For these KBH Survivors, sharing the truths about the past has been a crucial part of the healing process
Photo of Survivors of the Kinchela Boys Home and Cootamundra Girls Home, the latter being an institution where many of the the KBH Survivors' sisters were sent. Left to right, front row: Uncle Peter Elwood, #32; Aunty Lorraine Peeters; Aunty Shirley McGee; Aunty Isabel Reid; Aunty Doreen Webster. Back row: Uncle Harry Ritchie, #56; Uncle Richard Campbell, #28; Aunty Rose Atkinson; Uncle Lester Maher #11; Aunty Wilma Moran; Uncle James Michael Widdy Welsh, #36.World Monuments Fund
"I used to have nightmares of this dirty ocean coming to drown me. And since I've started speaking out, and people are listening, that dream's gone."
“Now we got the world that's listening to us and that's, that's, that's my healing. I enjoy it. You know, if the world hears me, you know, the healing will heal what happened to me myself, and my brothers from KBHAC, and also my in individual brothers and sisters, and my kids.”
Richard Campbell
Dunghutti & Gumbaynggir peoples, taken from Bowraville
Assigned #28 at KBH
Richard Campbell, an artist and KBH Survivor who is the Secretary of the KBHAC Board, created artwork for an animated film about Kinchela Boys Home and the Stolen Generations that is now used in Australian schools.

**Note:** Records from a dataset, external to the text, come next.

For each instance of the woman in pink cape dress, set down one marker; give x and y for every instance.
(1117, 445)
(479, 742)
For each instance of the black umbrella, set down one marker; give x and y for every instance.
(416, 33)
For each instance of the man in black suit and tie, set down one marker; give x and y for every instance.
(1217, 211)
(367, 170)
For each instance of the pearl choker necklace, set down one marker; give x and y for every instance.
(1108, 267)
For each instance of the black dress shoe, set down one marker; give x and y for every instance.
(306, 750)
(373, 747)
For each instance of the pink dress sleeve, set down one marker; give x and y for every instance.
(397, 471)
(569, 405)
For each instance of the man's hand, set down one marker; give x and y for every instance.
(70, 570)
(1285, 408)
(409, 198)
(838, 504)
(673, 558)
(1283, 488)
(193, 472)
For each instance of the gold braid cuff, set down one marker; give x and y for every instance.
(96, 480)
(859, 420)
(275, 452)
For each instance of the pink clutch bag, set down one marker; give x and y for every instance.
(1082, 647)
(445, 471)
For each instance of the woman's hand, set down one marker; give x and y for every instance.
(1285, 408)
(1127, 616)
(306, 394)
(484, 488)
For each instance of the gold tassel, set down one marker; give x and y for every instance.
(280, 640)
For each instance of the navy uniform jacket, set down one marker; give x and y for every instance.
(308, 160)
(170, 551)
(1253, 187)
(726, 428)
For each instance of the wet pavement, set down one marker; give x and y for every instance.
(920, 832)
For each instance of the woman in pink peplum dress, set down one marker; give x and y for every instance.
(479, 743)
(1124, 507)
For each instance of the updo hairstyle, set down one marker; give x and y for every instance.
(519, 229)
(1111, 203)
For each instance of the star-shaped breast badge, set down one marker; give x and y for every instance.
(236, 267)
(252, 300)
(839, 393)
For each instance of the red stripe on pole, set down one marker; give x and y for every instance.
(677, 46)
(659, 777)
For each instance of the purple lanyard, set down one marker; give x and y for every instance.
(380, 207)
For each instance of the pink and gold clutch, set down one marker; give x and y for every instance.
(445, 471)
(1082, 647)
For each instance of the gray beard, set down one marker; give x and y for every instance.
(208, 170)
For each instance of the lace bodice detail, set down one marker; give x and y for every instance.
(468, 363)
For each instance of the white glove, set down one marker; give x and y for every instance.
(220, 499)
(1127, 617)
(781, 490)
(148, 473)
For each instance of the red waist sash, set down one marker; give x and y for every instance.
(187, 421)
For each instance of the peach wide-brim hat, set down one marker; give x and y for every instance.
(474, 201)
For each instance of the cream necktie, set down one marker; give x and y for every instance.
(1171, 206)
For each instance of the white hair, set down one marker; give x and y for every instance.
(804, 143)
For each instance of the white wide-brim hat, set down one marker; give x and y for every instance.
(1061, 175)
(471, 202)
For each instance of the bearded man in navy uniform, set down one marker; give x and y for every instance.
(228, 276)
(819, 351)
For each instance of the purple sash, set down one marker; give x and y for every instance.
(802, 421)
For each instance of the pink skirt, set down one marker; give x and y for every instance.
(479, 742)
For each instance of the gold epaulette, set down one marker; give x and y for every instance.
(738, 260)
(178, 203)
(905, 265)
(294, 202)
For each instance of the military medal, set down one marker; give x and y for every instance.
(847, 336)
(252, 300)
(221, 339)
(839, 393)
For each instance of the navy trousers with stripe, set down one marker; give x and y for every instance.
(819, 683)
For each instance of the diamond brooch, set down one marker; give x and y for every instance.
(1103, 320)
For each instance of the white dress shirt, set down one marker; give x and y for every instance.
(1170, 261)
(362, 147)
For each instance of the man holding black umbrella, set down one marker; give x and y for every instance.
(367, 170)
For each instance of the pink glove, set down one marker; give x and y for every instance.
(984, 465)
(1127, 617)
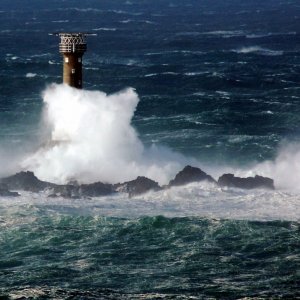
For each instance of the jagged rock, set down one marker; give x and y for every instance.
(7, 193)
(246, 183)
(26, 181)
(138, 186)
(190, 174)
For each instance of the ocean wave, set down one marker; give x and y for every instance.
(30, 75)
(60, 21)
(259, 51)
(104, 29)
(225, 33)
(263, 35)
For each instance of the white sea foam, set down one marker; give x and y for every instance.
(91, 138)
(196, 199)
(258, 50)
(105, 29)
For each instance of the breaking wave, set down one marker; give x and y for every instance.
(90, 137)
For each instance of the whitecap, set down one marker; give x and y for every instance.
(31, 75)
(258, 50)
(104, 29)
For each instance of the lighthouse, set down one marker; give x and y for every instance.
(72, 46)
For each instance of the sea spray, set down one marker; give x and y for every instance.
(91, 138)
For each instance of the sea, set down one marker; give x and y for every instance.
(167, 83)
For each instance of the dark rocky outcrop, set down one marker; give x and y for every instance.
(7, 193)
(138, 186)
(25, 181)
(190, 174)
(246, 183)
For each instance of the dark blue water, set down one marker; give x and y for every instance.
(217, 81)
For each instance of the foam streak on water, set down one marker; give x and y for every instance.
(91, 138)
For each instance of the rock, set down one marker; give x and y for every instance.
(190, 174)
(138, 186)
(7, 193)
(246, 183)
(26, 181)
(85, 190)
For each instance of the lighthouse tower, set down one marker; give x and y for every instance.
(72, 46)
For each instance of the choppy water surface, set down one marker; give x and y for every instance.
(217, 86)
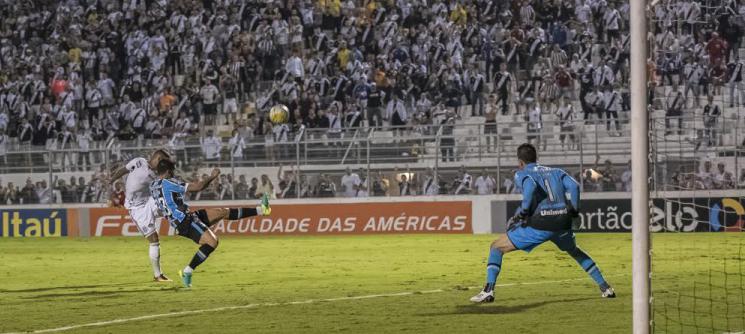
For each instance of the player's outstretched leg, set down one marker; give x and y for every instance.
(213, 216)
(493, 266)
(154, 252)
(207, 244)
(586, 262)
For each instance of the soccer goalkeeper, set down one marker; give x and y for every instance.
(544, 214)
(169, 192)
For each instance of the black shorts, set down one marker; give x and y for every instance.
(490, 127)
(210, 109)
(396, 120)
(193, 226)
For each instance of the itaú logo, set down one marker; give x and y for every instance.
(728, 208)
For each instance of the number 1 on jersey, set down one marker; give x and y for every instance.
(548, 190)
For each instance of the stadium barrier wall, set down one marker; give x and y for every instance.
(601, 212)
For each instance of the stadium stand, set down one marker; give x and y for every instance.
(415, 92)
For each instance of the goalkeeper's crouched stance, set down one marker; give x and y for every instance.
(169, 192)
(545, 214)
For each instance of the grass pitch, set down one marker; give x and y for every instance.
(301, 284)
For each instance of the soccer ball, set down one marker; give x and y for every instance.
(279, 114)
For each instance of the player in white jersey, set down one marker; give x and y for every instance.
(141, 206)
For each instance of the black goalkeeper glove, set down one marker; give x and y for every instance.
(574, 213)
(517, 220)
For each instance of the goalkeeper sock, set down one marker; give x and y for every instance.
(589, 266)
(201, 255)
(238, 213)
(493, 266)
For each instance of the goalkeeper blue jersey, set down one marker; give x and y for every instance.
(548, 196)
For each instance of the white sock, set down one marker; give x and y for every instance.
(155, 258)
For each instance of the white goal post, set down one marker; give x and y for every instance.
(640, 169)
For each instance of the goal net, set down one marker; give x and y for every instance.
(697, 215)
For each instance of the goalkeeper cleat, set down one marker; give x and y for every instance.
(185, 278)
(483, 297)
(265, 208)
(162, 278)
(608, 293)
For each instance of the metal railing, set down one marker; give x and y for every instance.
(397, 151)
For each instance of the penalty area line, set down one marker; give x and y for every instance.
(301, 302)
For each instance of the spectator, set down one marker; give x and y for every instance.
(626, 178)
(430, 186)
(12, 194)
(736, 73)
(83, 137)
(252, 191)
(502, 83)
(565, 113)
(242, 189)
(485, 183)
(236, 145)
(447, 141)
(306, 190)
(463, 183)
(209, 95)
(609, 177)
(28, 193)
(211, 146)
(397, 114)
(693, 73)
(325, 187)
(3, 149)
(723, 179)
(349, 183)
(711, 116)
(265, 188)
(675, 103)
(508, 185)
(612, 106)
(706, 176)
(287, 184)
(534, 119)
(117, 195)
(380, 185)
(404, 186)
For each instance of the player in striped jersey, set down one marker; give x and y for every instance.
(169, 194)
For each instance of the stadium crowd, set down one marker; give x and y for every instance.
(74, 73)
(357, 184)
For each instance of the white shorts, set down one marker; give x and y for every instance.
(145, 217)
(230, 106)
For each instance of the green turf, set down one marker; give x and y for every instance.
(49, 283)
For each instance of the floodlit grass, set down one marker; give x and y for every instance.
(51, 283)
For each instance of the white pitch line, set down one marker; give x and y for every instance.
(249, 306)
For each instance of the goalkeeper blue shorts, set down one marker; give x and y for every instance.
(526, 238)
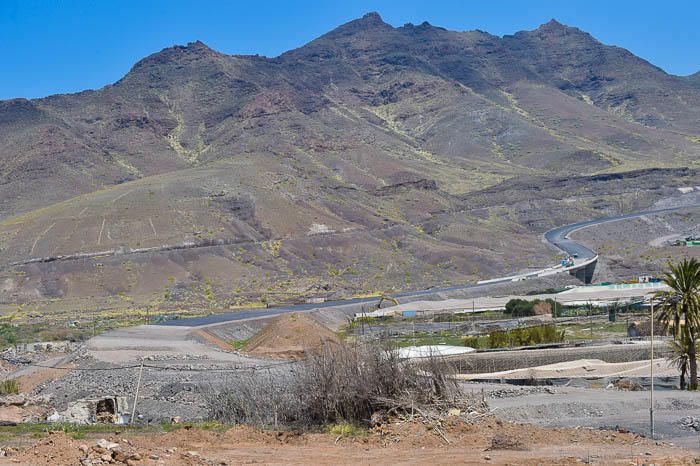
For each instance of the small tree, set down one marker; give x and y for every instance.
(680, 309)
(679, 358)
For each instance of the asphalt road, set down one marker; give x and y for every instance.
(557, 237)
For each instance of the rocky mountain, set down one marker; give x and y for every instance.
(371, 158)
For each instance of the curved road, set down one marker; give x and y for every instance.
(558, 237)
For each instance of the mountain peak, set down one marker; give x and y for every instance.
(555, 27)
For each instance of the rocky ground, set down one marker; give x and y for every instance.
(490, 441)
(599, 408)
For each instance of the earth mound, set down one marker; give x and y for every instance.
(289, 336)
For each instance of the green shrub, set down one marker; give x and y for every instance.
(9, 387)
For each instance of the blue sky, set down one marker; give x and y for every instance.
(59, 46)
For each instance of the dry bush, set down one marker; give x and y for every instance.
(338, 384)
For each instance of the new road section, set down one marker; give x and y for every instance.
(558, 237)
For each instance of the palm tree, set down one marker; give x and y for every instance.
(680, 309)
(679, 358)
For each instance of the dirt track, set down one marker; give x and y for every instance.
(398, 443)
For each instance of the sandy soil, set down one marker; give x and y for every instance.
(581, 368)
(489, 442)
(289, 336)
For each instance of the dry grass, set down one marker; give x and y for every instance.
(341, 384)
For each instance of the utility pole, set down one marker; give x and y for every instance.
(136, 396)
(651, 372)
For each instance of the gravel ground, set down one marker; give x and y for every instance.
(585, 407)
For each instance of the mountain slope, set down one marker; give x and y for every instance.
(350, 164)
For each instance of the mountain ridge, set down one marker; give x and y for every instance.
(370, 141)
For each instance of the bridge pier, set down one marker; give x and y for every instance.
(585, 274)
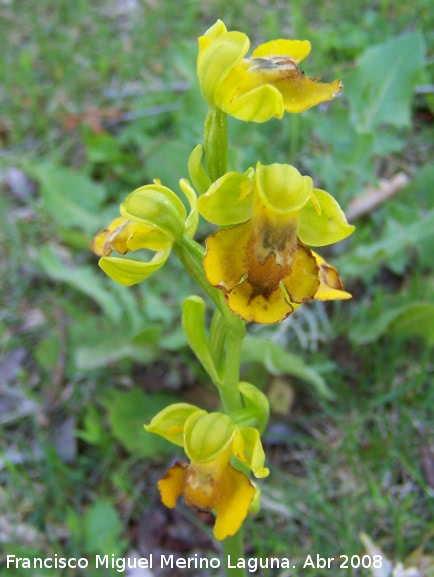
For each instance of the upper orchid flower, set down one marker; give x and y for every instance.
(262, 264)
(260, 87)
(209, 482)
(153, 217)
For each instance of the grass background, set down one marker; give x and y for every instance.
(100, 97)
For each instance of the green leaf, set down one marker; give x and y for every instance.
(128, 412)
(71, 197)
(80, 277)
(279, 362)
(380, 90)
(193, 323)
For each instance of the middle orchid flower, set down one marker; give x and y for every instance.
(262, 264)
(263, 86)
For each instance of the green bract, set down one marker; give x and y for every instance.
(169, 423)
(156, 206)
(207, 436)
(282, 188)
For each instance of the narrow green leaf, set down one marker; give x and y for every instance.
(380, 90)
(193, 323)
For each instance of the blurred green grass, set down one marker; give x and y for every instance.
(99, 96)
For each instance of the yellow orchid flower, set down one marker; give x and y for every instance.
(260, 87)
(262, 264)
(153, 218)
(209, 482)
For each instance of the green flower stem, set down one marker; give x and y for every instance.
(229, 393)
(216, 143)
(234, 547)
(191, 254)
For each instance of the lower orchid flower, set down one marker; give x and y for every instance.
(210, 482)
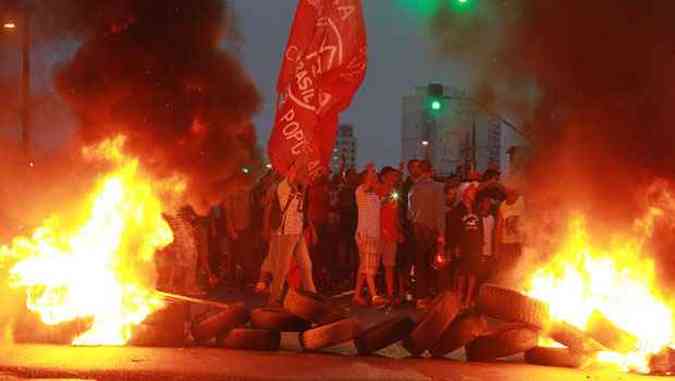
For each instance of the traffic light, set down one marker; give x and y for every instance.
(434, 101)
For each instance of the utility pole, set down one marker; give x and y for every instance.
(474, 148)
(25, 82)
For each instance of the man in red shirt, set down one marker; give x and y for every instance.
(391, 232)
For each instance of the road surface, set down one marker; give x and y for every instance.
(135, 363)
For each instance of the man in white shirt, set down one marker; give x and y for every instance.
(290, 242)
(509, 229)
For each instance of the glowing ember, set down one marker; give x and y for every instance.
(618, 282)
(99, 263)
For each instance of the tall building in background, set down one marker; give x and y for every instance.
(441, 124)
(345, 148)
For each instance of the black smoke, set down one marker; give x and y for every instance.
(155, 72)
(601, 75)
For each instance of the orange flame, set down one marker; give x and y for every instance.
(98, 265)
(619, 282)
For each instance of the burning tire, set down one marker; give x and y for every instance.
(172, 316)
(383, 335)
(211, 325)
(506, 342)
(311, 307)
(252, 339)
(559, 357)
(278, 319)
(329, 335)
(509, 305)
(461, 332)
(436, 321)
(573, 338)
(610, 335)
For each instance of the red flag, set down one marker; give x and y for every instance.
(323, 66)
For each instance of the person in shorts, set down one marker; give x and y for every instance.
(391, 232)
(368, 241)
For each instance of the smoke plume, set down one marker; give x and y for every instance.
(599, 109)
(601, 115)
(153, 71)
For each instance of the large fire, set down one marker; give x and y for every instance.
(618, 282)
(98, 264)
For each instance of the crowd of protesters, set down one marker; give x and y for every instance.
(393, 236)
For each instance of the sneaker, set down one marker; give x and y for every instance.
(360, 301)
(261, 288)
(379, 301)
(423, 304)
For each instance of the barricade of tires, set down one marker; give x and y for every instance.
(445, 328)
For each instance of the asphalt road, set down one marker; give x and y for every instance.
(135, 363)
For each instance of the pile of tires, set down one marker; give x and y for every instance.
(503, 323)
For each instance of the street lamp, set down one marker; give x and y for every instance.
(23, 25)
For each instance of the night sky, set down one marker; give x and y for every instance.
(400, 58)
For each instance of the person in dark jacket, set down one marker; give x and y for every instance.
(470, 238)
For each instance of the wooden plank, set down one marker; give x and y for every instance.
(190, 299)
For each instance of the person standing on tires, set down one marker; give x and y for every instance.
(368, 237)
(427, 215)
(290, 243)
(509, 230)
(391, 231)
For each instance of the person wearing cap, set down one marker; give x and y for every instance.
(509, 229)
(290, 242)
(426, 212)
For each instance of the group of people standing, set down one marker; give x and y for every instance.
(426, 234)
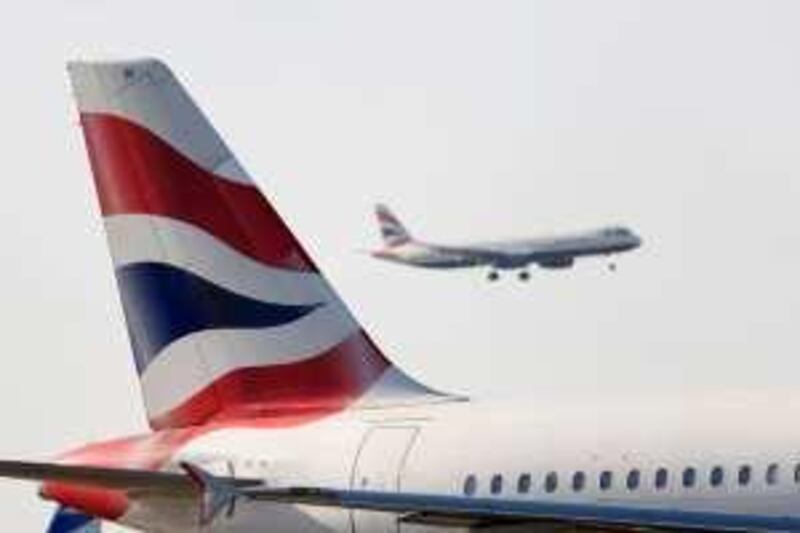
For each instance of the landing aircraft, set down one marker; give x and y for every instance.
(546, 252)
(270, 408)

In 2019, KBHAC piloted Australia's first Stolen Generations Mobile Education Centre (MEC). The MEC is a former commuter bus that has been transformed to host an exhibition and cinema, taking the truth-telling mission of the KBH Survivors on the road.
The ultimate goal, however, is to turn the buildings and spaces of the Boys Home itself into a survivor-led living museum and healing center so that Kinchela's story may never be forgotten or repeated.
Kinchela Survivors discussing museum plans by Kinchela Boys Home Aboriginal CorporationWorld Monuments Fund
"I keep telling people, 'Look, if a bunch of old men can create this [bus]...what can we do with KBH?'"
The KBH Survivors' vision is to transform the KBH site into a national site of truth telling and healing. But these plans have been frustrated by land ownership issues. Without the ability to own the site, the KBH Survivors' dream faces an uncertain future.
With the support of WMF, the KBH Brothers are hoping to gain support for their campaign to purchase the site of their former interment. It would be the culmination of years of effort—and a major step forward for the multi-generational healing of KBH Survivors, their families, their communities, and Australia.
Student looking at photos on a school visit to Kinchela by Kinchela Boys Home Aboriginal CorporationWorld Monuments Fund
"If [the musem] does open, I'd be really proud to walk through those gates—and with my shoes on."